Natasha gebruikte haar woorden en niet de mijne
Daardoor begreep ik haar niet.
Waarschijnlijk doe jij hetzelfde als je aan je klant schrijft
Gek genoeg doe je het waarschijnlijk veel minder als je tegen hem of haar praat, maar zodra je een pen vastpakt of een toetsenbord onder je vingers hebt, noem je niet de handscanner maar de terminal. Dan heb je het al snel over haar ‘draagkracht’ en niet over ‘hoeveel ze aan kan’. Of over ‘je procesorganisatie’ terwijl zij zegt ‘dat alles wel een beetje moet lopen’. Bijvoorbeeld. Ik kom de voorbeelden elke dag tegen. En ik trap zelf ook nog wel eens in die valkuil hoor: cta’s, conversie, bereik, algoritmes… je gebruikt de termen waarin je zelf denkt, en als er geen concreet persoon tegenover je zit dan zie je ook niet op het gezicht van die ander dat je even moet uitleggen wat je bedoelt.

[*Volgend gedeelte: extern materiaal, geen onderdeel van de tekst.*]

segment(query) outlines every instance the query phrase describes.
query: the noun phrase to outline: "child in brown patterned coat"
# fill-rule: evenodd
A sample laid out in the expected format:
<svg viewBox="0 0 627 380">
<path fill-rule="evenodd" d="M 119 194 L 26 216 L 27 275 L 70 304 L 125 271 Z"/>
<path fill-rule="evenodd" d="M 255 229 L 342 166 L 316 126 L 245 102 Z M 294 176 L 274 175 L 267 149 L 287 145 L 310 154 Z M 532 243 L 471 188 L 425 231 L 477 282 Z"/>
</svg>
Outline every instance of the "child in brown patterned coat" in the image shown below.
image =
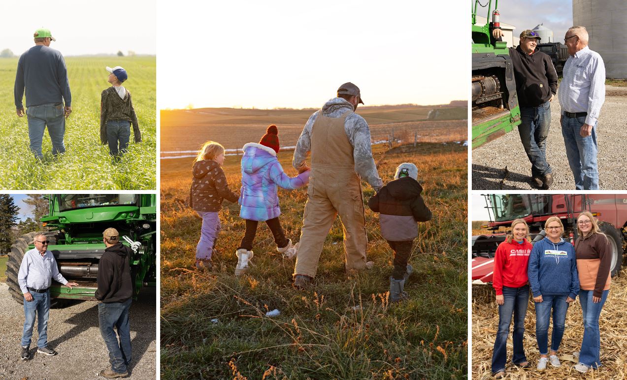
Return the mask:
<svg viewBox="0 0 627 380">
<path fill-rule="evenodd" d="M 222 208 L 222 201 L 237 203 L 240 198 L 226 183 L 221 167 L 224 162 L 224 147 L 214 141 L 208 141 L 198 152 L 192 169 L 189 207 L 203 218 L 200 240 L 196 246 L 196 266 L 198 269 L 212 267 L 211 253 L 220 232 L 218 213 Z"/>
</svg>

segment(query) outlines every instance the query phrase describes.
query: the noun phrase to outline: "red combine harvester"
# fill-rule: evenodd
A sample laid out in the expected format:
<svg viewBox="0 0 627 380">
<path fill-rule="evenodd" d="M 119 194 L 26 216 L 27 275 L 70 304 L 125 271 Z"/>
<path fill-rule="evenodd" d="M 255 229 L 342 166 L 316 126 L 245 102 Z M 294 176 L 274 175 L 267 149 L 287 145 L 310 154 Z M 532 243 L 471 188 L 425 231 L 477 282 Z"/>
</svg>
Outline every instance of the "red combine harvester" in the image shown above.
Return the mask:
<svg viewBox="0 0 627 380">
<path fill-rule="evenodd" d="M 590 211 L 599 219 L 599 228 L 609 240 L 612 276 L 620 271 L 623 248 L 627 246 L 627 194 L 496 194 L 483 197 L 490 219 L 494 218 L 484 228 L 495 231 L 500 227 L 508 228 L 515 219 L 524 219 L 529 225 L 532 244 L 544 238 L 544 222 L 551 216 L 562 219 L 562 237 L 574 244 L 577 216 L 582 211 Z M 473 284 L 492 283 L 494 254 L 505 235 L 501 232 L 472 237 Z"/>
</svg>

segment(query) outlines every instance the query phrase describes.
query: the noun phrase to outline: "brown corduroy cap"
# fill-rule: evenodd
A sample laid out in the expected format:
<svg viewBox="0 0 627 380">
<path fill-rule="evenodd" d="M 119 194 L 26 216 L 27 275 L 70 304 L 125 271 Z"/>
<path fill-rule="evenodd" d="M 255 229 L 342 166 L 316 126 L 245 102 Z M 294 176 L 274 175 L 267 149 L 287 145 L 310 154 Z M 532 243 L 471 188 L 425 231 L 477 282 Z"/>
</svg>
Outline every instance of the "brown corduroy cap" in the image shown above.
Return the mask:
<svg viewBox="0 0 627 380">
<path fill-rule="evenodd" d="M 109 240 L 117 240 L 120 238 L 120 234 L 118 233 L 117 230 L 112 227 L 110 227 L 105 230 L 102 233 L 102 236 L 105 236 Z"/>
</svg>

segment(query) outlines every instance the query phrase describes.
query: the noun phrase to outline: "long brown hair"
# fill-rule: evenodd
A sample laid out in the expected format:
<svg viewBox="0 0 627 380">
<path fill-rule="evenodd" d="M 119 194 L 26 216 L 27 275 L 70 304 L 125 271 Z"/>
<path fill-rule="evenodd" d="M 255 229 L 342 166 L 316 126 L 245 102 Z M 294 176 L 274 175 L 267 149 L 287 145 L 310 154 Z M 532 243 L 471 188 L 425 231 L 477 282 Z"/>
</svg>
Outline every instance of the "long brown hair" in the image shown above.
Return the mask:
<svg viewBox="0 0 627 380">
<path fill-rule="evenodd" d="M 520 223 L 525 224 L 525 227 L 527 228 L 527 236 L 525 236 L 525 238 L 527 239 L 527 241 L 531 241 L 531 237 L 529 236 L 529 226 L 527 224 L 527 221 L 524 219 L 515 219 L 512 222 L 512 233 L 507 234 L 505 241 L 512 243 L 512 240 L 514 240 L 514 228 L 516 224 L 520 224 Z"/>
</svg>

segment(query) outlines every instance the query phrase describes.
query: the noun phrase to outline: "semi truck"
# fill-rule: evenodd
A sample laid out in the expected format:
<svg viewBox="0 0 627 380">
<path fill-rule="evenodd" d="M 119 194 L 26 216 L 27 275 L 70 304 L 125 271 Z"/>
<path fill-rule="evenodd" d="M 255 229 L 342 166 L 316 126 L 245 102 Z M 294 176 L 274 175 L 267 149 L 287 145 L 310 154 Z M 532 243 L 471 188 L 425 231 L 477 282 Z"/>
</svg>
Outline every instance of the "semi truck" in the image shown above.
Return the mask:
<svg viewBox="0 0 627 380">
<path fill-rule="evenodd" d="M 499 27 L 498 0 L 472 4 L 472 147 L 511 131 L 520 124 L 514 64 L 507 43 L 492 31 Z M 494 6 L 492 8 L 492 6 Z M 475 25 L 478 12 L 487 14 L 485 25 Z"/>
<path fill-rule="evenodd" d="M 564 69 L 564 65 L 568 60 L 568 48 L 566 45 L 559 42 L 550 42 L 547 43 L 539 43 L 537 45 L 538 49 L 542 53 L 545 53 L 551 57 L 551 60 L 553 62 L 553 66 L 557 73 L 561 73 Z"/>
<path fill-rule="evenodd" d="M 9 292 L 18 302 L 24 296 L 18 281 L 24 253 L 34 248 L 33 238 L 43 233 L 59 272 L 78 286 L 69 288 L 53 280 L 50 297 L 59 306 L 66 300 L 95 300 L 98 264 L 106 248 L 105 230 L 113 227 L 120 242 L 130 247 L 129 258 L 136 298 L 144 285 L 156 285 L 157 203 L 154 194 L 52 194 L 46 196 L 48 214 L 41 218 L 45 229 L 17 239 L 7 261 Z"/>
<path fill-rule="evenodd" d="M 617 275 L 627 248 L 627 194 L 498 194 L 484 195 L 490 221 L 483 226 L 491 233 L 473 236 L 471 250 L 472 278 L 473 285 L 492 282 L 494 255 L 505 240 L 507 230 L 515 219 L 524 219 L 529 226 L 532 241 L 545 236 L 544 222 L 557 216 L 564 224 L 562 237 L 573 245 L 577 238 L 577 217 L 584 211 L 599 220 L 599 228 L 606 235 L 611 248 L 610 272 Z M 492 218 L 493 216 L 493 220 Z"/>
</svg>

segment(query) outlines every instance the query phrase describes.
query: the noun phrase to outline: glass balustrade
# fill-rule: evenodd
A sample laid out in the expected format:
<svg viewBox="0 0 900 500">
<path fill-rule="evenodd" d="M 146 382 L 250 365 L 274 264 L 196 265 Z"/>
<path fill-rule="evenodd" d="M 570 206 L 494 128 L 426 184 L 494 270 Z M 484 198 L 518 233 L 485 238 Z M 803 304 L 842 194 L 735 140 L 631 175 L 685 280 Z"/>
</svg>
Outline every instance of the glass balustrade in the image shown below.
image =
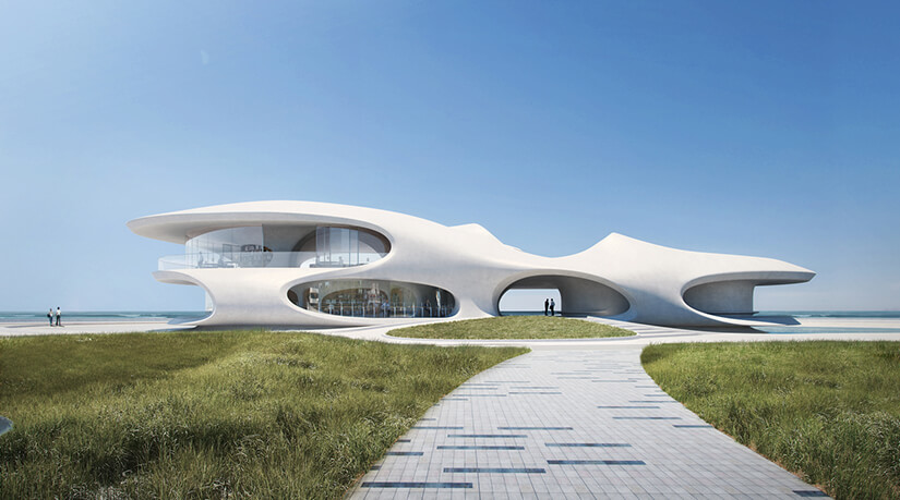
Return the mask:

Maar jouw klant begrijpt er geen bal van
Die noemt het namelijk een handscanner. Of een blieper, kan ook.
En dat is super zonde. Want je staat niet naast je lezer om die blieper even uit haar hand te nemen en te laten zien wat je bedoelt. Je ziet zijn onbegrip niet.
Bovendien wil je niet alleen begrepen worden! Je wilt verbinding. Daar is meer voor nodig dan dat jouw informatie correct overkomt. Het is de bedoeling dat je lezer zichzelf herkent in wat jij schrijft. Dat die zich begrepen en gezien voelt. Dat ze weet dat jij in haar wereld leeft.
Het helpt om goed naar je klant te luisteren
Luister niet alleen goed naar wat je klant bedoelt (dat doe je allang), maar ook naar de woorden die zij of hij gebruikt. En realiseer je welke woorden jij wel gebruikt, maar je klant nooit.
Terminal, bijvoorbeeld.
Na ons gesprek op Clubhouse werd ik natuurlijk gelijk aangetrokken door de foto van de boodschappen! Heel herkenbaar, mijn cliënten hebben het inderdaad niet over macronutriënten maar willen gewoon weten wat ze het beste kunnen eten. Bedankt voor de herinnering om hierop te letten!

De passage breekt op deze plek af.